Terry Teegee: The mineral claims consultation framework is a step backward for B.C.

Topic(s): Economic Development, Environment, Justice, Reconciliation, Self-Sufficiency

Opinion: The MCCF risks perpetuating business-as-usual practices that exclude First Nations from critical decision-making processes

In 2023, the B.C. Supreme Court ruled in the Gitxaala v. British Columbia decision that the provincial government is required to consult with First Nations before registering claims under the Mineral Tenure Act by March 26, 2025. This ruling led to the creation of the mineral claims consultation framework.

Under the framework, mining companies can no longer simply register large swaths of land for mineral exploration. They must now notify First Nations of their intentions and allow a 30-day period for responses. This shift may result in an influx of approximately 10,000 additional placer and mineral applications annually, overwhelming often understaffed and under-resourced First Nations offices.

However, experts view these changes as merely a “distinction without a difference.” This type of consultation has been experienced before, most notably after the Haida decision in 2004, which required the Crown to consult and occasionally accommodate First Nations communities affected by industrial activities. As a result, First Nations are flooded with applications or “referrals” from various industries, including mining and forestry. Unfortunately, the current framework allows limited opportunities for First Nations to modify or prevent these permits, often rendering the consultation process ineffective.

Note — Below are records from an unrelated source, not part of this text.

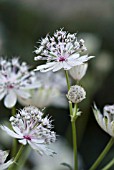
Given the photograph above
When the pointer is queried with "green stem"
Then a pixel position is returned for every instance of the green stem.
(102, 155)
(17, 157)
(72, 114)
(109, 165)
(14, 147)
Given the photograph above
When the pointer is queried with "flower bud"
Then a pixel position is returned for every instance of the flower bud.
(76, 94)
(78, 72)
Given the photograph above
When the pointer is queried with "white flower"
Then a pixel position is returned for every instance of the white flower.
(15, 80)
(61, 51)
(77, 72)
(3, 156)
(76, 94)
(105, 120)
(51, 92)
(30, 126)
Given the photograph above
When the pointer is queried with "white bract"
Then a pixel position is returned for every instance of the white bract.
(62, 50)
(3, 156)
(51, 92)
(76, 94)
(105, 120)
(15, 80)
(30, 126)
(77, 72)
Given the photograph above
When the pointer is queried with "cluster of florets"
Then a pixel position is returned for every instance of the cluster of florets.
(30, 126)
(15, 78)
(61, 42)
(76, 94)
(52, 89)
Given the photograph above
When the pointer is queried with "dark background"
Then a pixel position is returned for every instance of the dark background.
(23, 22)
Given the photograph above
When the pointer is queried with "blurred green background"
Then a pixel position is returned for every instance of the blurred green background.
(23, 22)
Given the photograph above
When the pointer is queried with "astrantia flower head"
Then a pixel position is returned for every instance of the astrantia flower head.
(76, 94)
(62, 50)
(105, 120)
(3, 156)
(15, 78)
(30, 126)
(77, 72)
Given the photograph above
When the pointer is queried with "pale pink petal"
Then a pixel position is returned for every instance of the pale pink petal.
(24, 94)
(17, 130)
(2, 94)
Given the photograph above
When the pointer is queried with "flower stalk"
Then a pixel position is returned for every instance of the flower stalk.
(14, 147)
(109, 165)
(17, 157)
(102, 155)
(73, 123)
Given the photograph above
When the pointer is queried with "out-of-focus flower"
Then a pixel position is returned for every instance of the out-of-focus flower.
(105, 120)
(51, 92)
(104, 62)
(76, 94)
(30, 126)
(92, 42)
(78, 72)
(64, 155)
(3, 156)
(15, 80)
(61, 51)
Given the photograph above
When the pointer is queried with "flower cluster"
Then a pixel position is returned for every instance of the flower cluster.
(3, 156)
(62, 50)
(30, 126)
(15, 80)
(52, 89)
(106, 121)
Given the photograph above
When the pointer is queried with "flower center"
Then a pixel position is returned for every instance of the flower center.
(62, 58)
(27, 137)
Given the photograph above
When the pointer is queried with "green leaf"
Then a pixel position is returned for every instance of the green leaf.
(67, 165)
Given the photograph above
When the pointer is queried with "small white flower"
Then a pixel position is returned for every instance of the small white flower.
(77, 72)
(105, 120)
(76, 94)
(51, 92)
(61, 51)
(3, 156)
(30, 126)
(15, 80)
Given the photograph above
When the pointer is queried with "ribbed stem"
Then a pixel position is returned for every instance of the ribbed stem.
(67, 79)
(102, 155)
(72, 114)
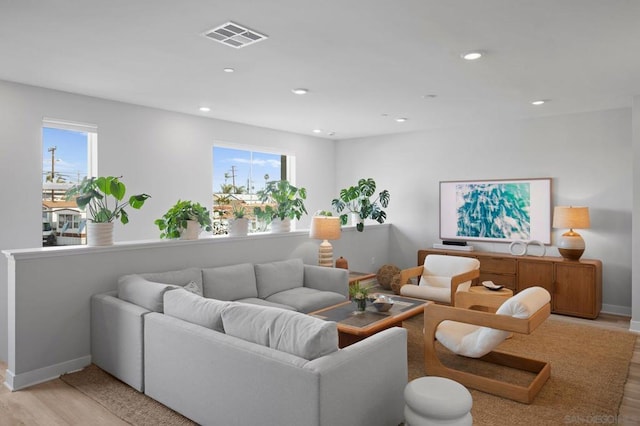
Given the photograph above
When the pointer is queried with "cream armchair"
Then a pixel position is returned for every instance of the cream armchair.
(440, 278)
(476, 334)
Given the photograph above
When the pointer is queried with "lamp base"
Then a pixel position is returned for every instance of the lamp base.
(325, 254)
(571, 245)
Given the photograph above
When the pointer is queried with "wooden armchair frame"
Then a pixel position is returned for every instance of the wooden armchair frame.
(435, 314)
(456, 280)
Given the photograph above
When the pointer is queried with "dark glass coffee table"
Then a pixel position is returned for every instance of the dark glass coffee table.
(354, 326)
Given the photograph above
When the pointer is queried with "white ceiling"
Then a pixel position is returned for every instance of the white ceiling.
(365, 62)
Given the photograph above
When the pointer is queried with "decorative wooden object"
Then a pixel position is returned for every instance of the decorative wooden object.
(575, 286)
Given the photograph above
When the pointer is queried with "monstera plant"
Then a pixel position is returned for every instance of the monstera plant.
(102, 198)
(359, 200)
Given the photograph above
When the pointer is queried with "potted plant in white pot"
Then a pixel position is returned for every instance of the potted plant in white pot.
(101, 197)
(285, 202)
(239, 224)
(184, 220)
(358, 200)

Fast forward a decade to the 2014 Tsilhqot’in decision, where the Supreme Court of Canada recognized the Tsilhqot’in Nation’s ownership of approximately 1,750 square kilometres of land. This landmark ruling shifted the relationship between First Nations and the Crown from a mere “duty to consult” to a “duty to consent.” This new paradigm aligns with the province’s unanimous adoption of the UN Declaration on the Rights of Indigenous Peoples in 2019. Despite recognizing the challenges within the referral process, it appears that the province is now recommitting to a flawed system with the mineral framework, circumventing the substantive changes necessitated by years of legal battles and the provincial government’s spending millions fighting First Nations in court.

In the mining sector, there are examples of successful collaborations formed through respectful relationships and proactive decision-making that include First Nations. The 2020 agreement between the Lhoosk’uz Dené Nation, Ulkatcho First Nation, and the province, which supported the Blackwater Gold Mine, established a framework for sharing mineral revenues. Additionally, the Tahltan Central Government endorsed three operational mines, which constitute 41 per cent of mining exploration activities in B.C. The Declaration Act’s Section 7 serves as a foundational legal framework for establishing enduring, consent-based partnerships between rights holders and the Crown. In 2022, the Tahltan signed the first agreement under Section 7, marking a significant achievement in the implementation of the Declaration Act and solidifying shared decision-making processes for the Red Chris gold and copper mine in Tahltan Territory. This collaboration illustrates that when industry partners with First Nations under the UN Declaration framework, everyone can prosper.

Nonetheless, the framework does not come close to abiding by this collaborative approach, representing a step backward in recognizing the minimum human rights enshrined under the Declaration Act. Many in the industry may view this framework as a positive development, but this perspective conveniently overlooks the government’s obligations to uphold First Nations’ rights. Without meaningful changes, history has a habit of repeating itself, leading to continued costly legal disputes and hindering genuine reconciliation efforts. The framework risks perpetuating business-as-usual practices that exclude First Nations from critical decision-making processes.

A government committed to the principles outlined in the UN Declaration fosters partnerships rather than barriers, leading to shared prosperity for all British Columbians. A sustainable and thriving economy built on mutual respect and consent with First Nations rewards industry for being a true partner in economic reconciliation, rather than perpetuating outdated notions of governance that marginalize First Nations voices. Threats to our sovereignty by Trump and the United States must not force us backwards to old concepts of decision-making and governance. The people of B.C. deserve a future that progresses forward to a more inclusive society. First Nations in B.C. remain committed to building stronger relationships with both the Crown and industry, ensuring that all communities can prosper and flourish while respecting First Nations rights and values.

Terry Teegee is the regional chief of the B.C. Assembly of First Nations.